When raising concerns about a variance, the ZBA is most interested in how granting the variance might affect you or those you represent and what can be done to lessen those impacts (if anything). The ZBA often puts conditions on variances intended to mitigate potential impacts based on issues and suggestions raised during these hearings. Keep in mind that the establishment of conditions is no guarantee that the applicant will abide by them. There is also no guarantee that the Town will enforce the conditions if they are broken.
When outright opposing a variance, it is advisable to explain to the board why you believe the variance may not meet the criteria the ZBA must base their decision on according to New York State and Riverhead Town guidelines (see Section 108-76).

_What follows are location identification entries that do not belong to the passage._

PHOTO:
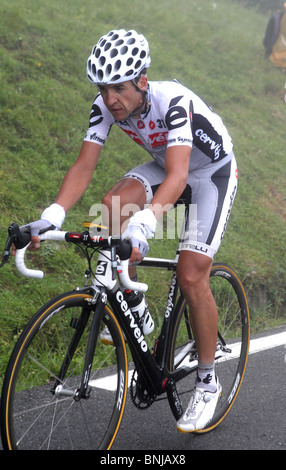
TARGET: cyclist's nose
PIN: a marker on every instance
(110, 98)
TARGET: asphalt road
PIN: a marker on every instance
(257, 420)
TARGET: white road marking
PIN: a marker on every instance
(256, 345)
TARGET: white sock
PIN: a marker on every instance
(206, 378)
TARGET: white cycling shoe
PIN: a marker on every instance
(200, 409)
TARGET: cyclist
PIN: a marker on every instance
(192, 159)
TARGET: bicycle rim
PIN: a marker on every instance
(33, 416)
(232, 343)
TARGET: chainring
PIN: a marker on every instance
(140, 396)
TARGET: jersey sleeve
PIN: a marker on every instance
(100, 122)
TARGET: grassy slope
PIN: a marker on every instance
(213, 47)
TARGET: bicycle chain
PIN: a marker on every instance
(139, 395)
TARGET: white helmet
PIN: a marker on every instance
(117, 57)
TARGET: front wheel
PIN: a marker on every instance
(39, 409)
(232, 342)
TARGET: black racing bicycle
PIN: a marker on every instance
(65, 389)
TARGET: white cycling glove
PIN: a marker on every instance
(142, 225)
(52, 218)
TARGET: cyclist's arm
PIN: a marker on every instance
(79, 175)
(177, 169)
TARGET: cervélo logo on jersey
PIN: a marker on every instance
(158, 139)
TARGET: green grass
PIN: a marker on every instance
(216, 49)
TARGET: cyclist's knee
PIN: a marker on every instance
(193, 272)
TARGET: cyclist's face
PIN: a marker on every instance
(122, 99)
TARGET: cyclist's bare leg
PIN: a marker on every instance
(193, 272)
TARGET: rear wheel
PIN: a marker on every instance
(39, 409)
(232, 343)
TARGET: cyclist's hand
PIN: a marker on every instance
(141, 226)
(52, 219)
(36, 228)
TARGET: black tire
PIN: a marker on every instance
(232, 344)
(32, 416)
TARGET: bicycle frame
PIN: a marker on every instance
(152, 368)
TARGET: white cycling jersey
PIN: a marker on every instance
(175, 116)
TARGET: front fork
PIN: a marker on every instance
(82, 392)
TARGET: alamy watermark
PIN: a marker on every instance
(170, 226)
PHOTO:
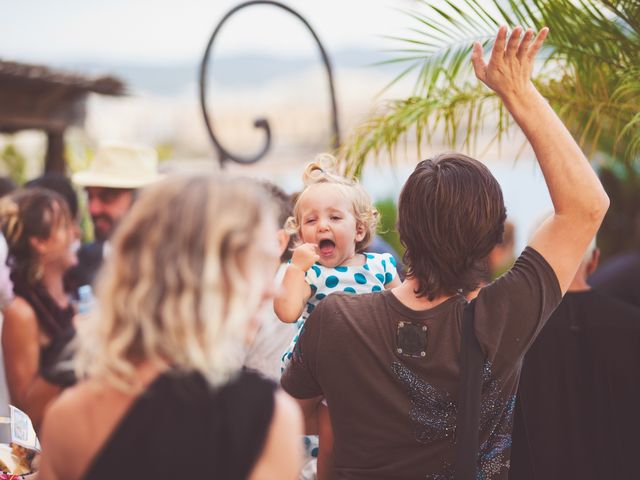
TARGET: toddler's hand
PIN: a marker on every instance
(305, 255)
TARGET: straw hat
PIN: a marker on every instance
(120, 166)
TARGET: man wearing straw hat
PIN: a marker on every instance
(111, 182)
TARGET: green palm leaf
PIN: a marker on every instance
(588, 71)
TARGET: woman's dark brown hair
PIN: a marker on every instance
(451, 214)
(28, 213)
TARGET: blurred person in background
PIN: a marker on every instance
(111, 184)
(577, 412)
(390, 367)
(41, 235)
(59, 183)
(165, 395)
(619, 277)
(6, 295)
(273, 336)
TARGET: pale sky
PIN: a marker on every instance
(158, 31)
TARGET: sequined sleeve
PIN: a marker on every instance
(511, 311)
(300, 378)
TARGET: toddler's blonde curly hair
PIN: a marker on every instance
(323, 170)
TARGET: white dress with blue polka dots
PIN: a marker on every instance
(378, 270)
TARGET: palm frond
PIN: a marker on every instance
(588, 71)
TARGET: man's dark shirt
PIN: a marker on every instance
(90, 258)
(393, 403)
(620, 278)
(578, 409)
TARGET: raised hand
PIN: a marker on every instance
(305, 255)
(508, 72)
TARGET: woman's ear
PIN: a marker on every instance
(361, 231)
(283, 240)
(38, 244)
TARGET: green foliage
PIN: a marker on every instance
(15, 163)
(387, 228)
(589, 71)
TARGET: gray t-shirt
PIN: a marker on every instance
(394, 414)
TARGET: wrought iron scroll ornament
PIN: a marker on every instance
(260, 123)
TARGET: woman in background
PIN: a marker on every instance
(164, 394)
(41, 236)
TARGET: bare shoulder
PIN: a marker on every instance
(19, 310)
(282, 454)
(72, 404)
(69, 445)
(20, 325)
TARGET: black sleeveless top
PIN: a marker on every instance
(181, 427)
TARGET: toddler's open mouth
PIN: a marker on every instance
(326, 247)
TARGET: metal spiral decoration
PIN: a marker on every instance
(225, 155)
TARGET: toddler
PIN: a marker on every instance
(334, 219)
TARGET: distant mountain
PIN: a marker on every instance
(236, 71)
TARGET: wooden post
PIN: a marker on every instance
(54, 160)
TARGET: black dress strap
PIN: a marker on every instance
(468, 419)
(182, 427)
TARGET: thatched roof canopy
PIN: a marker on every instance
(34, 96)
(38, 97)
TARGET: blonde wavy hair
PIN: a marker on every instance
(185, 277)
(323, 170)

Please note that it is not uncommon for information on ZBA applications to be inaccurate and misleading and it can help make a strong case to point these problems out to the Board.
When opposing a variance, consider putting your comments in writing. This not only gives ZBA members an opportunity to review them before they render a decision, but also ensures your comments are admitted into the formal public hearing record. This may be important if, for example, the applicant applies for a future extension of this variance or if this variance becomes the subject of a future action, such as litigation.If you are attending a hearing but have not done any preparation, make your presence count by going to the podium to make a brief statement in support or in opposition of a particular variance and by mentioning others who may have spoken in a way that represents your opinion on the matter.